CALIFORNIA SLAUGHTER: 100,000 California Native Americans killed during Gold Rush genocide

James Marshall discovered gold on the morning of January 24, 1848 as he was building a saw mill for Johann Sutter. In the following years over 100 thousand Euro-Americans would make their way to the golden state in search of fame and fortune. The indigenous population faced a new wave of settlers that not only threatened their territories but also their lives. By the end of the Gold Rush period California’s indigenous population laid at the brink of extinction. Legislation with roots in Manifest Destiny and dehumanization helped lead Euro-Americans to commit the greatest act of genocide in American history.

 Two years after gold was discovered at Sutter’s Mill, California’s first governor Peter Hardenman Burnett allocated state funding for local militias’ to “protect” Euro-American gold mining settlements. That legislation offered militia members incentives in the form of individual payments for proof of dead California Indians. In 1851 Burnett made his second address to the California state legislature which made his agenda clear. “A war of extermination will continue to be waged between the two races until the Indian race becomes extinct, must be expected.”

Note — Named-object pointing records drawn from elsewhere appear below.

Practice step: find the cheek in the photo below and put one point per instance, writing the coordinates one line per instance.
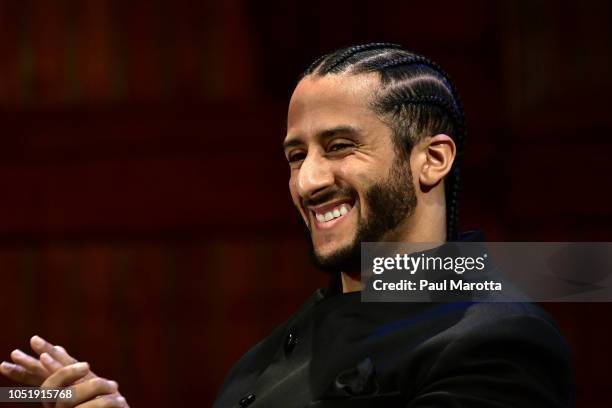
(293, 190)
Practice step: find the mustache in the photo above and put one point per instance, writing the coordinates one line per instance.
(328, 196)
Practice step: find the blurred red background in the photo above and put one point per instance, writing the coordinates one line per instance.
(145, 220)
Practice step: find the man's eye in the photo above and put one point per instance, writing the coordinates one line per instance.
(339, 146)
(296, 157)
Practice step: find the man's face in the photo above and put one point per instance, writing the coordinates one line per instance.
(346, 180)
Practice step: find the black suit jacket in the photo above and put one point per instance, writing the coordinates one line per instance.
(339, 352)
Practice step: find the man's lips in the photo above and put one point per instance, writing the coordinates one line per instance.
(329, 214)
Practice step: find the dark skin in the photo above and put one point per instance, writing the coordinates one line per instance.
(336, 143)
(55, 368)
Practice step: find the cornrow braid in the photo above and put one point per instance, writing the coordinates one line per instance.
(452, 185)
(334, 60)
(408, 80)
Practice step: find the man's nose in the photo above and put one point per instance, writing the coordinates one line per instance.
(315, 175)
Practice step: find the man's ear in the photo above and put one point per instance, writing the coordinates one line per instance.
(438, 153)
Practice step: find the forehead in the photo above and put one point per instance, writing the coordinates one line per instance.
(320, 102)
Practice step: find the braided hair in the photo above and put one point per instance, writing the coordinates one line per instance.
(417, 99)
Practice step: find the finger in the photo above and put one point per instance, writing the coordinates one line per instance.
(19, 374)
(30, 363)
(41, 345)
(90, 389)
(108, 401)
(66, 375)
(50, 364)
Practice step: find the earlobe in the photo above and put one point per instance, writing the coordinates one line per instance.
(439, 152)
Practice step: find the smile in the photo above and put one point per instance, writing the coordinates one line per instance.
(330, 215)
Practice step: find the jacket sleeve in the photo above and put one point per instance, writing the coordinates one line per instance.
(516, 361)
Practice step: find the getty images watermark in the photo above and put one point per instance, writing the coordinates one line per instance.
(491, 272)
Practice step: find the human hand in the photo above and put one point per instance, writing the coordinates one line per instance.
(55, 368)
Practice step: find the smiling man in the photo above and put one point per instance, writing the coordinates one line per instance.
(374, 138)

 “In 1850, California’s first governor, Peter Burnett, announced the state’s official position of genocide, ‘as the only solution to the Indian problem.’ The state funded both the bullets for the voluntary militia, and $10 to $25 for proof of executed Indians – scalps, heads, hands, or bodies.”

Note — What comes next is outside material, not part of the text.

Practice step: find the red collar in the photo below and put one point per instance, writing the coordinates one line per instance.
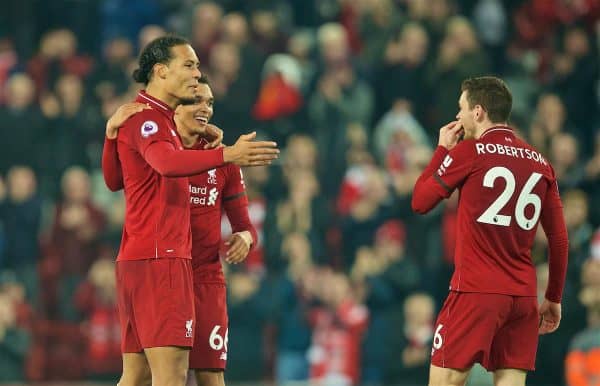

 “California’s first bond of $400,000 was issued in 1854, to fund the bounty on dead Indians and the costs of extermination. Also in 1850, the state passed a law, ironically named the Act for the Government and Protection of Indians, giving the state authority over Indians, including land settlements and denying even the federal government any trust role or authority to negotiate treaties” (Pico 2007).


1850-1860 offered great sorrow and hardship for the indigenous peoples of California. Adults were outright murdered for profit and their children were taken as slaves. Militias and bounty hunters grew in numbers due to a lack of production through prospecting. It seemed one way or another Euro-American settlers were going to make a living in their new homes. They performed their tasks of elimination with deadly efficiently. “Between 1850 and 1860, the state of California paid around 1.5 million dollars. Some $250,000 of which was reimbursed by the federal government” (Johnston-Dodds, 2002).

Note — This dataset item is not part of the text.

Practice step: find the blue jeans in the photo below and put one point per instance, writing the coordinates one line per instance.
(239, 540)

 “Numerous vigilante type paramilitary troops were established whose principal occupation seems to have been to kill Indians and kidnap their children. Groups such as the Humbolt Home Guard, the Eel River Minutemen and the Placer Blades among others terrorized local Indians and caused the premier 19th century historian Hubert Howe Bancroft to describe them as follows…

 “The California valley cannot grace her annals with a single Indian war bordering on respectability. It can, however, boast a hundred or two of as brutal butchering, on the part of our honest miners and brave pioneers, as any area of equal extent in our republic.”

 “The handiwork of these well-armed death squads combined with the widespread random killing of Indians by individual miners resulted in the death of 100,000 Indians in the first two years of the gold rush. A staggering loss of two thirds of the population. Nothing in American Indian history is even remotely comparable to this massive orgy of theft and mass murder. Stunned survivors now perhaps numbering fewer than 70,000 teetered near the brink of total annihilation” (Gjohnsit, 2014).